Robert Peston’s blog gives some interesting insight into the ongoing discussions between Lloyds Banking Group and Co-Op about the sale of the so-called “Verde” branches and accounts.
It’s well worth a read (after you’ve finished here of course) but in short he suggests that Co-Op would become such a big banking institution that the regulatory requirements present a fundamental challenge to the business as a whole – one they may well walk away from.
So would it be a bad thing if that deal fell through? Aside from giving the big chiefs at Lloyds a bit of a headache, I’m not sure it would.
One of the arguments in favour is that adding Verde to the existing Co-Op would create a genuine potential rival to the big high street banks – and that can only be good for competition. But at the risk of being simplistic, it’s not actually creating anything at all. To be sure Co-Op would have far greater exposure through the branches and become a more powerful institution, and the economies of scale could perhaps allow more attractive pricing, which would be good for consumers.

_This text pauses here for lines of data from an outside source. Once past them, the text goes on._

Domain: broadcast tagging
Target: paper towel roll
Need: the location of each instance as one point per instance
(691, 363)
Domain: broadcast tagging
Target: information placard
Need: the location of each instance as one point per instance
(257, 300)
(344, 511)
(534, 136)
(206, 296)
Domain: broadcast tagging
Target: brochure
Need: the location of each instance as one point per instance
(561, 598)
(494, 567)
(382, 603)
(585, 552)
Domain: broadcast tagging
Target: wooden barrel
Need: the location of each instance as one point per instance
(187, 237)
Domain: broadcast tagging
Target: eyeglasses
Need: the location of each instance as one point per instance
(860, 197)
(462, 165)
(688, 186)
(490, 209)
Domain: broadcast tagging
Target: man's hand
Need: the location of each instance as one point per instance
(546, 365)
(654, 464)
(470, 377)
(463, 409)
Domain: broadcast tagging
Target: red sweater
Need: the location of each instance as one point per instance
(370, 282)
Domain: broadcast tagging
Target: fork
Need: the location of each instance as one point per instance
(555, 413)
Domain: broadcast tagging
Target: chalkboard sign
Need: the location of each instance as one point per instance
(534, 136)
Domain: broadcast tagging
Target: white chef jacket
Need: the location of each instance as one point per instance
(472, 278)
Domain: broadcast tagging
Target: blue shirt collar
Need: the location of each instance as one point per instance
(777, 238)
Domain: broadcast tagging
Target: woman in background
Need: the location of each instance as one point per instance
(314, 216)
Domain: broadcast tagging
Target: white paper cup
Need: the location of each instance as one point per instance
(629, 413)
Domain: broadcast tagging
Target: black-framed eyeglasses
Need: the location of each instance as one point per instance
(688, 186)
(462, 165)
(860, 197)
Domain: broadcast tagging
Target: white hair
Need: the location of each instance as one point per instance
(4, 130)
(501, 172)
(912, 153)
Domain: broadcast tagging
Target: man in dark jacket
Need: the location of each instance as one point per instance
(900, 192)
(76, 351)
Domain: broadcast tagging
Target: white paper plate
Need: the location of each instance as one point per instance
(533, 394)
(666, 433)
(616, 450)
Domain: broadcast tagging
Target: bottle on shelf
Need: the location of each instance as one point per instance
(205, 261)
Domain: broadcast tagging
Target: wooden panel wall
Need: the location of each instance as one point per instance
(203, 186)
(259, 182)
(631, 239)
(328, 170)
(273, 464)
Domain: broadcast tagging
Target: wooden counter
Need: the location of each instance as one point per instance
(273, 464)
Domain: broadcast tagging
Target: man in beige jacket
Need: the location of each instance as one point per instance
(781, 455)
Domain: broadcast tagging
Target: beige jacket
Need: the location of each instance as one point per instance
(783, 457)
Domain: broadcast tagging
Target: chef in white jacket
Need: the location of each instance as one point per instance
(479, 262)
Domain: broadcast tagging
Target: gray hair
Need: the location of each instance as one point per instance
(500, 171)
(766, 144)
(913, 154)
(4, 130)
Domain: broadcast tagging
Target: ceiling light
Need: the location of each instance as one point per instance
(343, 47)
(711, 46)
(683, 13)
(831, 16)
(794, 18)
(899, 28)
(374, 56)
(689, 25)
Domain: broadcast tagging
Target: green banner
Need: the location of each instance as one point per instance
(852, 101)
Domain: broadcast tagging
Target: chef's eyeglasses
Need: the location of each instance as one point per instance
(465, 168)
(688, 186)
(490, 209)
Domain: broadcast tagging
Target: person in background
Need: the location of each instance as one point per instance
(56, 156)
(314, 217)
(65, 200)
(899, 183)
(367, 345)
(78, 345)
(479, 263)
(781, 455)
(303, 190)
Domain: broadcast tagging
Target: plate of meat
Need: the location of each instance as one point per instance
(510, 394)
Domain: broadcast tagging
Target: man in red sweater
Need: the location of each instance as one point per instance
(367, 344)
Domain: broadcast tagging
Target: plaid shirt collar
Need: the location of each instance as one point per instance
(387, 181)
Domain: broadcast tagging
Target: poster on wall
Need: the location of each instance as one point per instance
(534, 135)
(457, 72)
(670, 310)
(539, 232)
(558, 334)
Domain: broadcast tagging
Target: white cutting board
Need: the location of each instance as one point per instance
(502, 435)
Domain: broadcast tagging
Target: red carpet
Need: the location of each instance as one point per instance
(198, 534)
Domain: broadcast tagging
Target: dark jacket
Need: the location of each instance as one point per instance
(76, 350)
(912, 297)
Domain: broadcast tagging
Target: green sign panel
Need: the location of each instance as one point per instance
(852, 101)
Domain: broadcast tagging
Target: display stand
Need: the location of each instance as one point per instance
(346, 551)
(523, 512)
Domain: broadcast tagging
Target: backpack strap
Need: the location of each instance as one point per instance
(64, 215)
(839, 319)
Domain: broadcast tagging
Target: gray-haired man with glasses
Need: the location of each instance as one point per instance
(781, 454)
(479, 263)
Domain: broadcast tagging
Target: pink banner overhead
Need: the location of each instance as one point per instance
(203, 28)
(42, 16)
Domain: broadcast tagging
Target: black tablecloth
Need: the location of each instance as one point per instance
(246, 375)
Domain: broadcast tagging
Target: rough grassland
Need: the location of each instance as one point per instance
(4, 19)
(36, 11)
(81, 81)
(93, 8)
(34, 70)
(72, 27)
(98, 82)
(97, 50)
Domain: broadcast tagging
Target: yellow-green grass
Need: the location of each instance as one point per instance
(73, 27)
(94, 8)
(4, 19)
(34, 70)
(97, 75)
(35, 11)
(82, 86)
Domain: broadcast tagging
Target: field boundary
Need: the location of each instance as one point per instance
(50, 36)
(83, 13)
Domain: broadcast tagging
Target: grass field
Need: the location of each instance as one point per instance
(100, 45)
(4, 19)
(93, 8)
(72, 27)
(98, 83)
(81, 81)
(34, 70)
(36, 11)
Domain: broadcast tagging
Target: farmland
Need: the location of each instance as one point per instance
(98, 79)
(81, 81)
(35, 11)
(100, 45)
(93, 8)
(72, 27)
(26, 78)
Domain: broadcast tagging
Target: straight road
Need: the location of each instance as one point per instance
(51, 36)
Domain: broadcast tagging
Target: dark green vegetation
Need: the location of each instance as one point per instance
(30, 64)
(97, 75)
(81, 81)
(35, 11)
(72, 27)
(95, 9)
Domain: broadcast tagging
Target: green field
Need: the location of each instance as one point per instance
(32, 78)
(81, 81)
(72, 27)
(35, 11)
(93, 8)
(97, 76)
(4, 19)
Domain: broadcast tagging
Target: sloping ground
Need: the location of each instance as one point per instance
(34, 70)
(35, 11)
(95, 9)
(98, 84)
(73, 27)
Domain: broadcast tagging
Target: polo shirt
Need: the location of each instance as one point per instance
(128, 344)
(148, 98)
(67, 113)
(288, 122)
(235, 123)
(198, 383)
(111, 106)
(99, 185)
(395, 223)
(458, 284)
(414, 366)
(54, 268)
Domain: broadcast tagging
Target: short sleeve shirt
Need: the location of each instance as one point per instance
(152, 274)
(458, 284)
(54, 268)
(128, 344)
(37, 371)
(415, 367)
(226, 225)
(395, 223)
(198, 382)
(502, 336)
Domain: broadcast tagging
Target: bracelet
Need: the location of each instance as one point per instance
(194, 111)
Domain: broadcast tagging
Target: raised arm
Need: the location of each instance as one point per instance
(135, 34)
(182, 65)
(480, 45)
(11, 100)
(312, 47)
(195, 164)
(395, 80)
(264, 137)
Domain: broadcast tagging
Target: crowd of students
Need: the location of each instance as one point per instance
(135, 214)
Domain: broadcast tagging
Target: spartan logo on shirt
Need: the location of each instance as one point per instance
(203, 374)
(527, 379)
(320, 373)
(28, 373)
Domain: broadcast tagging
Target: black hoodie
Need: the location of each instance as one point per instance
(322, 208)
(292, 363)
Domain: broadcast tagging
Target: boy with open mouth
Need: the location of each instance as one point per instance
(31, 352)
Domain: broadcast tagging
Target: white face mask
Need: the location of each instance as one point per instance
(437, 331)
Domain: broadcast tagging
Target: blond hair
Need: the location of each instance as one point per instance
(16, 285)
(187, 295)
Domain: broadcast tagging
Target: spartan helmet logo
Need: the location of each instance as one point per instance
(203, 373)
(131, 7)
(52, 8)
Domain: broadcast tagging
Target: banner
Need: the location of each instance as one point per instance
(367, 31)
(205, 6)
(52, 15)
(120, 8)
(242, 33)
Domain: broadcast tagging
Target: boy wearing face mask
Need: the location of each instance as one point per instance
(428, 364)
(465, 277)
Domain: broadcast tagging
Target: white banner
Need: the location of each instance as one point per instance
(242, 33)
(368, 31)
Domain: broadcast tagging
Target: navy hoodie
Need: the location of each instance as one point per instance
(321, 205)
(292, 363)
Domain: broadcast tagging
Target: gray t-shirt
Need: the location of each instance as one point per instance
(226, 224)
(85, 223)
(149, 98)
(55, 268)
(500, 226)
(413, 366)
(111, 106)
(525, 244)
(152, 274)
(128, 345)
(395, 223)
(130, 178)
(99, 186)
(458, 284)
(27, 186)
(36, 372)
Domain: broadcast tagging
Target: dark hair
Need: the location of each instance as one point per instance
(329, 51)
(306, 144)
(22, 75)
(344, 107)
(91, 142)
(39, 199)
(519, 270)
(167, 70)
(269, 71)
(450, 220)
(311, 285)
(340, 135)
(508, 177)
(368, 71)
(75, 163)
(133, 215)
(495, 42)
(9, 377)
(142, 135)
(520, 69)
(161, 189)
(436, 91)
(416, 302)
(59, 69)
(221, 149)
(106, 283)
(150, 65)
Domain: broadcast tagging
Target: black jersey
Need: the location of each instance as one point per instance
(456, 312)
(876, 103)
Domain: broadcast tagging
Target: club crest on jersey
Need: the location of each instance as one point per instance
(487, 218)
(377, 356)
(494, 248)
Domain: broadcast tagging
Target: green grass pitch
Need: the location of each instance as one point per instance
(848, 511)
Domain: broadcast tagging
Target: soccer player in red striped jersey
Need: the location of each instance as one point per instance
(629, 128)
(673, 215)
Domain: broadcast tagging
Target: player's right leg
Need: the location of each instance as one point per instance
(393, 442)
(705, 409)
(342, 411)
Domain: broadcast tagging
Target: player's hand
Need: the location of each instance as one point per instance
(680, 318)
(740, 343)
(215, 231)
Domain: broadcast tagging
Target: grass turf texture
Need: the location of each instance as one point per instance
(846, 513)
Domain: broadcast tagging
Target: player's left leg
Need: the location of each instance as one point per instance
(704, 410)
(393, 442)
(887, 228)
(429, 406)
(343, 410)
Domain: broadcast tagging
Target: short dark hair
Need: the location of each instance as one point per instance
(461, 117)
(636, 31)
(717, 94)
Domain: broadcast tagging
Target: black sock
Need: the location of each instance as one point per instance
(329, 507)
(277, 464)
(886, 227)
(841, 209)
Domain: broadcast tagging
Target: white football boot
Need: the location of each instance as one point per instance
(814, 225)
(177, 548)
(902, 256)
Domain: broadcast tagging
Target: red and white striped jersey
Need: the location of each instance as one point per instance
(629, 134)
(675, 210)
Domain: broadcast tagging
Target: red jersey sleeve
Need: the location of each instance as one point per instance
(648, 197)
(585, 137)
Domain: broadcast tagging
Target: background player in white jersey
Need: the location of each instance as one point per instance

But by the same token Co-Op is already a presence in the banking sector and, if mortgages are anything to go by, already price very competitively – certainly they’ve had many more best buy products of late than, say, Lloyds or Barclays. It’s hard to imagine they would sacrifice extra profit to cut rates further. The Verde acquisition would give them a boost to the top tier, of financial institutions, but would not necessarily add anything new to the market as a whole.
If not Co-Op, who? The two most likely alternatives (according to RP anyway) are a standalone floatation, or a sale to NBNK (who have reportedly put in a revised bid). In either case a truly new institution would be created and therefore increase competition in the market to the tune of one.
Yes it would be of a smaller scale, but really the relevance of that is largely down to the consumer. Again let’s look at mortgages, where small can very often be beautiful. It’s something I’ve already talked about at some length – and there are some cracking deals around from the likes of Melton Mowbray, National Counties and Market Harborough at the moment.
The size of an institution rarely denotes the quality of its offering in any walk of life (let’s reflect on the words “British Airways” and “luggage” for a moment), but it’s down to us as consumers to decide whether we let a big name outweigh other considerations. Personally speaking I was pleased that Northern Rock remained an independent institution through Virgin Money, rather than it being incorporated into an existing bank or building society. In a similar vein I don’t think we should be sorry if Verde became a new bank in its own right.
Competition is best served, I suspect, by more players rather than bigger ones – but only if we treat them equally.